So once you know the yeast cell concentration, how can you use the data to improve your fermentations?
Knowing the yeast cell concentration, expressed in millions of cells per milliliter, is crucial for vintners. It is a key parameter that can affect the fermentation process, and it is especially of paramount importance during the pitching stage. How much yeast you pitch depends on a few factors, such as the type of wine you’re fermenting, the type of yeast you’re using, and what you’re aiming at. However, while experimenting may lead to variations, consistency is often the goal. Therefore, it is essential to measure yeast cell concentration and yeast viability accurately to ensure consistent inoculation rates in each batch of wine. Underpitching can result in stuck or longer fermentations which translate into added costs, while overpitching can lead to a high risk of yeast autolysis, which can cause off-flavors. And while you can, of course, choose to play with these off-flavors that, when properly handled, can impart to a wine characteristics such as creaminess and richness, there is simply no way to control them unless you know exactly what you started off with.

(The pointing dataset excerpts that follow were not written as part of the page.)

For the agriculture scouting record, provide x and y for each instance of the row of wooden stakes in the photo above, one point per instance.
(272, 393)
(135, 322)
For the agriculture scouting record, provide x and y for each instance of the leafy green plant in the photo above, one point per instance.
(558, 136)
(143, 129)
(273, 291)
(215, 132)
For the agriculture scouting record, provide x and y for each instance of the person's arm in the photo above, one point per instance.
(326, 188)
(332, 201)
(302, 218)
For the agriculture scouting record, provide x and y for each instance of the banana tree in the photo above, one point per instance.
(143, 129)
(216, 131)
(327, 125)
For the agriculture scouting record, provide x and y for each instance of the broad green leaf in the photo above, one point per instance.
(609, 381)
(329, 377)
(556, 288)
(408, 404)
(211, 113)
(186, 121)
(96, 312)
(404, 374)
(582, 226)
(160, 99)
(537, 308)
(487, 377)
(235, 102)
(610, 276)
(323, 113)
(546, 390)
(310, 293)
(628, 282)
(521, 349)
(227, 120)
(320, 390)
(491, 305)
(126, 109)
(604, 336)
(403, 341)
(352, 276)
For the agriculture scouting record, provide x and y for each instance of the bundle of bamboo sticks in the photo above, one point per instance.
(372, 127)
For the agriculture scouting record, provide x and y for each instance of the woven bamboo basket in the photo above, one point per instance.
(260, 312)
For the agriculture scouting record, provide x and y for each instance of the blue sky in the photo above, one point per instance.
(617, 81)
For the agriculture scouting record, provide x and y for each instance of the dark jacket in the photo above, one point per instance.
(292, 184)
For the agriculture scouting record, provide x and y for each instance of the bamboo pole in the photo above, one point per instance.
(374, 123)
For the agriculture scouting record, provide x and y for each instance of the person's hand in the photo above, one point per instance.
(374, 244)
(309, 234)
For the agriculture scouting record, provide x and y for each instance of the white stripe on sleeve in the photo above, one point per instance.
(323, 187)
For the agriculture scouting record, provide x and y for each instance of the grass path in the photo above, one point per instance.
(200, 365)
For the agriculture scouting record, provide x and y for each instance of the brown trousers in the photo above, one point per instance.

The consequences of underpitching and overpitching can greatly impact the final product. And while many winemakers will say that it is always better to overpitch than to underpitch, the truth is this approach is just choosing the lesser evil. Underpitching can lead to an increase in diacetyl, esters, and volatile sulfur compounds, and, of course, stuck or slow fermentations. On the other hand, overpitching can cause the wine to ferment too quickly, reduce ester production, cause a loss of flavor complexity and affect the mouthfeel of the wine. It is also, of course, far from ideal in terms of cost savings, as you’re basically wasting yeast.
Stuck or sluggish fermentation, however, is not only caused by underpitching, but it can happen at any time during the fermentation process. The yeast may begin to struggle to convert sugar to alcohol and carbon dioxide or it may become completely dormant. This may be caused by a number of reasons, from a poor inoculation technique or a lack of oxygen at the start of the fermentation to insufficient nutrients, such as nitrogen deficiency, a temperature that’s either too high or too low, a lack of oxygen, sugar / alcohol levels that are too high, a pH that’s too low or bacterial contamination that may affect the yeast’s ability to consume sugar. And while a fermentation becomes sluggish or stuck, a myriad of problems can arise, from off-flavors caused by bacteria taking over the fermentation or by autolysis, to oxidation and residual sugar ultimately leading to undesirable sweetness in a wine otherwise destined for dryness. By monitoring the yeast cell concentration at all times during the fermentation process, you can easily notice the first signs that something is amiss with your fermentation and you can anticipate and rectify a sluggish or stuck fermentation before any of the aforementioned effects take hold.
Verifying the yeast manufacturers’ claims is another important use of yeast cell concentration data, particularly before or during the pitching process. There have been several instances where lower yeast concentrations were found than what was specified on the packaging, which can, of course, negatively impact the fermentation process when you’re actually inoculating an insufficient number of yeast cells. Utilizing the yeast cell concentration results from the Oculyze Fermentation Wine App you can check whether your supplier’s claims are accurate and that you’ve chosen the best yeast supplier, to begin with.
Last but not least, keeping an eye on yeast growth by monitoring your yeast cell concentration allows you to harvest and propagate your yeast efficiently, which can significantly reduce your production costs, with yeast being such a costly ingredient. It also, of course, allows you to propagate and reuse the yeast that you know has already performed well for you.